Dans ces 40 années au Québec, dont 39 à Rimouski, ma famille a accueilli des centaines de personnes. D’abord, deux des frères de mon père et leurs enfants qui ont également immigré au Québec (oui, nous avons vécu à 15 plusieurs mois tous à la maison. Je ne vous dis pas les paniers qui défilaient à l’épicerie Steinberg du temps!). Nous avons également accueilli étudiants internationaux, touristes, visiteurs (amis d’amis) et même une troupe de musique composée d’une quinzaine de personnes. Chaque fois offrant logis et repas à l’égyptienne (préparé pour une armée évidement, comme ma mère sait le faire, même si nous recevions qu’une personne).

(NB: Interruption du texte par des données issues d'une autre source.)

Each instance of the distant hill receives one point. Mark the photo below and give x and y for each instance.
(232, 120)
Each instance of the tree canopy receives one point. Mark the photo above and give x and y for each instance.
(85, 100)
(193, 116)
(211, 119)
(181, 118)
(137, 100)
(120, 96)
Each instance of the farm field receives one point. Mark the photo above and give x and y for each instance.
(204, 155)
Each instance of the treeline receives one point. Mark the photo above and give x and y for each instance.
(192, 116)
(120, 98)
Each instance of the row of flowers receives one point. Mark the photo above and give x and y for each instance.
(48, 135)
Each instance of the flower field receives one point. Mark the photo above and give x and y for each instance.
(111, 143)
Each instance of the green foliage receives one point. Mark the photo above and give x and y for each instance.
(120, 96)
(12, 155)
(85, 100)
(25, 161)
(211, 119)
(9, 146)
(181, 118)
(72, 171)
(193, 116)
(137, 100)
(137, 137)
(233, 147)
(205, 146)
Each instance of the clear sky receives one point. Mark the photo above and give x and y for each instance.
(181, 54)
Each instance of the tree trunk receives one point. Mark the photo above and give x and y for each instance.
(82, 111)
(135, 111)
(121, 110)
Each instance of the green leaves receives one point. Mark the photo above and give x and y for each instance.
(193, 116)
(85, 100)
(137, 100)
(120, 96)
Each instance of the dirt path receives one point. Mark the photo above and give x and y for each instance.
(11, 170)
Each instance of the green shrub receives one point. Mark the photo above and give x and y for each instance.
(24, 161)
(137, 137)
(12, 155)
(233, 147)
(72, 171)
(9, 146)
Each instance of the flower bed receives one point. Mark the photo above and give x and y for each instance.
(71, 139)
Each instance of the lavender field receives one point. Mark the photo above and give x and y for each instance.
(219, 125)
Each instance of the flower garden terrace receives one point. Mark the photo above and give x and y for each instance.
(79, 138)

Alors, malgré les difficultés d’intégration que l’on a pu y vivre, le racisme, la solitude et l’éloignement de nos familles en Égypte, nous avons également vécu des expériences incroyables, développé des liens extraordinaires qui resteront gravés dans notre mémoire à tout jamais. Aujourd’hui, je vous écris de Québec, la ville que j’aime, mais mon cœur reste accroché à mon Bas-du-Fleuve que je ne pourrais vraiment jamais quitter!
Par cet article, je souhaitais rendre hommage à mes parents qui ont pris cette décision de nous offrir un meilleur avenir. À mon père qui a tout donné à ses enfants et aussi à ses étudiants qu’il chérit tout autant. À ma mère qui a tellement sacrifié d’elle-même pour notre bonheur. À tous nos amis rimouskois qui nous ont accueillis à bras ouverts et qu’on aime profondément.
Nous sommes arrivés à trois, puis frère et sœur se sont ajoutés… et 40 ans plus tard, nous sommes devenus 16 avec l’ajout de nos partenaires et enfants. Merci Canada, merci Québec, mais surtout, merci Rimouski!
Mochira Atallah
Commentaires
12 mai 2021
Claude Laroche
Quel beau témoignage! La région, le Québec et le Canada peuvent être reconnaissant d'avoir été le choix de votre père. Merci et bravo pour votre excellent français!
21 mai 2021
Mario Gagnon
Mon fils Amaël a eu l'immense plaisir d'avoir votre père comme enseignant à L'IMQ. Il l'a apprécié beaucoup.. Aujourd'hui, mon fils a son brevet de capitaine et il en est à sa dernière année comme apprenti pilote. Il m'a parlé de votre père et selon lui, il a été déterminant dans sa formation. Il lui en est bien reconnaissant.